Step 3: Verify the WAF connection
If you used a Layer 4 CLB instance
Open a browser and go to:
http://<ingress-gateway-IP>:80/status/418Replace <ingress-gateway-IP> with the IP address of your ingress gateway.
Expected output:
-=[ teapot ]=-
_...._
.' _ _ `.
| ."` ^ `". _,
\_;`"---"`|//
| ;/
\_ _/
`"""`If you used a CNAME
Run the following command:
curl -H "Host:<your-domain>" "http://<waf-cname>/status/418" -vReplace the following placeholders:
| Placeholder | Description | Example |
|---|---|---|
<your-domain> | The domain name configured in WAF | example.com |
<waf-cname> | The CNAME provided by WAF | geszcfxxxx.aliyunwaf1.com |
Expected output:
* Trying x.x.x.x:80...
* Connected to geszcfxxxxxxxxxxxxxxxxxxxxppbeiz.aliyunwaf1.com (x.x.x.x) port 80 (#0)
> GET /status/418 HTTP/1.1
> Host:xxxx
> User-Agent: curl/7.84.0
> Accept: */*
>
* Mark bundle as not supporting multiuse
< HTTP/1.1 418 Unknown
< Date: Wed, 22 Feb 2023 05:07:23 GMT
< Content-Length: 135
< Connection: keep-alive
< Set-Cookie: acw_tc=0bc1599a16770424432844282e82xxxxxxxxxxxxxxxxxxx1ad989e7e5245f;path=/;HttpOnly;Max-Age=1800
< server: istio-envoy
< x-more-info: http://tools.ietf.org/html/rfc2324
< access-control-allow-origin: *
< access-control-allow-credentials: true
< x-envoy-upstream-service-time: 1
<
-=[ teapot ]=-
_...._
.' _ _ `.
| ."` ^ `". _,
\_;`"---"`|//
| ;/
\_ _/
`"""`This example uses the CNAME directly instead of a real domain name.

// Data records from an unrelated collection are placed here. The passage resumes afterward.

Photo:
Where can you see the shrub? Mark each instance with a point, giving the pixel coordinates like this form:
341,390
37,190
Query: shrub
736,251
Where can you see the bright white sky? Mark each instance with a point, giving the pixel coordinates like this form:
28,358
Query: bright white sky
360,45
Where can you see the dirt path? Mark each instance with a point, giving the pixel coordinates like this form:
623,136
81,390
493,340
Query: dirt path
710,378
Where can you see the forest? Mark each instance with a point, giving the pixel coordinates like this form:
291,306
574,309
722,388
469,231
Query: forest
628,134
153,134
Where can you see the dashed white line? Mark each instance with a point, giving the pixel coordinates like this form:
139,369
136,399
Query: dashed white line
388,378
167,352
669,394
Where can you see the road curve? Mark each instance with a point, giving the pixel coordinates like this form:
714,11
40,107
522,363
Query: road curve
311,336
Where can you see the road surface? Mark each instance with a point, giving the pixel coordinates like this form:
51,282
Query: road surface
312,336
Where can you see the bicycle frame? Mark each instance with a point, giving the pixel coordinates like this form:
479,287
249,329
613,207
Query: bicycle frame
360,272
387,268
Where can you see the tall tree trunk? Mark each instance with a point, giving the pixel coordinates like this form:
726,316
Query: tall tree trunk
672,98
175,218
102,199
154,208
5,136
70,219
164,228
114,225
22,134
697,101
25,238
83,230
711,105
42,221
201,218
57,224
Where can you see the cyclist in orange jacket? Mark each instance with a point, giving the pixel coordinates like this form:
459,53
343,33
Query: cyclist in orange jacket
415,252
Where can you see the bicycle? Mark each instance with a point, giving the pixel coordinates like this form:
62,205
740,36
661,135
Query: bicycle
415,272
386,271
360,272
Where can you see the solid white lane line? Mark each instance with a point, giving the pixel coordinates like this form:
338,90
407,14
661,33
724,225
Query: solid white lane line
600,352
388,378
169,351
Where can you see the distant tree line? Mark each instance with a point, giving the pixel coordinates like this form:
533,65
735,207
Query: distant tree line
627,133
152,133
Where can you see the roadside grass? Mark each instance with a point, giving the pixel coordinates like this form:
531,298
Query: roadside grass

To access the application through your actual domain name, update the DNS resolution to point your domain to the CNAME provided by WAF.
Step 4: View WAF-added headers in gateway logs
Confirm that WAF is active on the traffic path by checking the traffic mark headers in the ASM Log Center.
Log on to the ASM console. In the left-side navigation pane, choose Service Mesh > Mesh Management.
On the Mesh Management page, click the name of the target ASM instance.
On the ASM Gateway Logs tab, enter
418in the search box and click Search & Analyze.The log entries display the values of the WAF-added headers (
customwaftag,clientrealip,clientrealport), confirming that requests are flowing through the WAF instance.
What to do next
Configure WAF protection rules: Log on to the WAF console to configure advanced protection capabilities to protect your website from attacks.
Add more traffic mark headers: To track additional custom headers, repeat Step 2 to include them in the access log configuration.